GLP-1 receptor agonists showed a superior ability to lower HbA1c levels. A small number of meta-analyses showed that GLP-1 receptor agonists reduced HbA1c by ~1% compared with placebo21,22. Specifically, the proportion of patients achieving an HbA1c <7% was 46% for exenatide, 47% for liraglutide and 63% for exenatide long-acting release23. Compared with control, as a monotherapy and as an add-on to OAM and lispro, dulaglutide reduced HbA1c significantly by −0.68% and −0.51%, respectively. As a monotherapy, dulaglutide resulted in an increased number of patients that achieved an HbA1c <7% (62.3% vs. 44.9%) and ≤6.5% (40.5% vs. 27.0%). As an add-on to OAM and lispro, dulaglutide also increased the number of patients that reached the HbA1c target of <7.0% (55.6% vs. 43.6%); a similar percentage of patients achieved and HbA1c ≤6.5% in both groups (36.9% vs. 32.1%). In head-to-head comparisons with exenatide (10 μg BID), 0.75 mg and 1.5 mg dulaglutide lowered HbA1c (pooled WMD = −0.41%) and increased the percentage of patients that achieved an HbA1c target <7% (64.8% vs. 48.9%). Dulaglutide (1.5 mg), as an add-on to metformin, was not inferior to once-daily1.8 mg liraglutide for reducing HbA1c levels (−1.42% vs. −1.36%, respectively). Compared with liraglutide (0.9 mg), dulaglutide (0.75 mg) monotherapy once weekly led to the similar reduction of HbA1c (−1.43% vs. −1.33%). As for sitagliptin, dulaglutide exhibited virtue in HbA1c control (the pooled WMD was −0.56%).
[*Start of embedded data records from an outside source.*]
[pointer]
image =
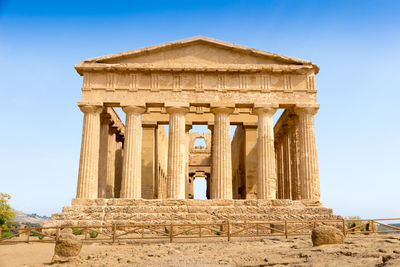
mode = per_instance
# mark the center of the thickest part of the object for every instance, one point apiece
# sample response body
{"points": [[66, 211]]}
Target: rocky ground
{"points": [[365, 250]]}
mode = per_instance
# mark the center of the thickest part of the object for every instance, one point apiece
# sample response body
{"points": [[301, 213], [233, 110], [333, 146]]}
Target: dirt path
{"points": [[375, 250]]}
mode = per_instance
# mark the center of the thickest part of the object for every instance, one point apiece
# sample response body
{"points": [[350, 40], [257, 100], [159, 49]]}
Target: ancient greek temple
{"points": [[133, 171], [198, 81]]}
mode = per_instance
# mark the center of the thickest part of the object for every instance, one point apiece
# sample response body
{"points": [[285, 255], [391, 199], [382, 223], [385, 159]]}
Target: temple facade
{"points": [[133, 171], [198, 81]]}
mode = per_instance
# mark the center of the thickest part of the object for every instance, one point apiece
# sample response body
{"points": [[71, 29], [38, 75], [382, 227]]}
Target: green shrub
{"points": [[5, 234], [93, 234], [351, 224], [77, 231], [6, 213]]}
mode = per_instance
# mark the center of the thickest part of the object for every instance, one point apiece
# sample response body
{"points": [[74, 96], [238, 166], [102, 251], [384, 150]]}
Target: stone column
{"points": [[112, 147], [250, 160], [309, 174], [105, 121], [221, 155], [189, 185], [176, 153], [286, 164], [119, 155], [131, 186], [266, 152], [149, 159], [89, 159], [279, 168], [294, 152]]}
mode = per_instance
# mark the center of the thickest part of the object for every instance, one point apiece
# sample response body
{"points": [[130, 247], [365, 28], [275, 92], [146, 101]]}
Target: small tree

Bariatric surgery has been reported to ameliorate type 2 diabete with serious obesity. A retrospective trial evaluated the clinical efficacy of bariatric surgery vs liraglutide in patients with severely obese type 2 diabetic patients and found bariatric surgery lowered body weight and improved metabolic control than liraglutide significantly24. In the included studies, no evidences were found to compare dulaglutide with bariatric surgery directly. Compared with liraglutide, dulaglutide once weekly leads to the similar reduction of HbA1c, we speculate that bariatric surgery reduce HbA1c obviously than dulaglutide but it should be verified with clinical trials.

Hypoglycemia is a challenge and obstacle for the treatment of diabetes. When administered as a monotherapy, the risk of hypoglycemia was similar between the dulaglutide and control groups (placebo, metformin and liraglutide) (7.8% vs. 10.6%, respectively). When administered as an add-on therapy with OAM and lispro dulaglutide also did not increasethe risk of hypoglycemia (24.5% vs. 24.5%) compared with control (placebo, sitagliptin, exenatide and liraglutide).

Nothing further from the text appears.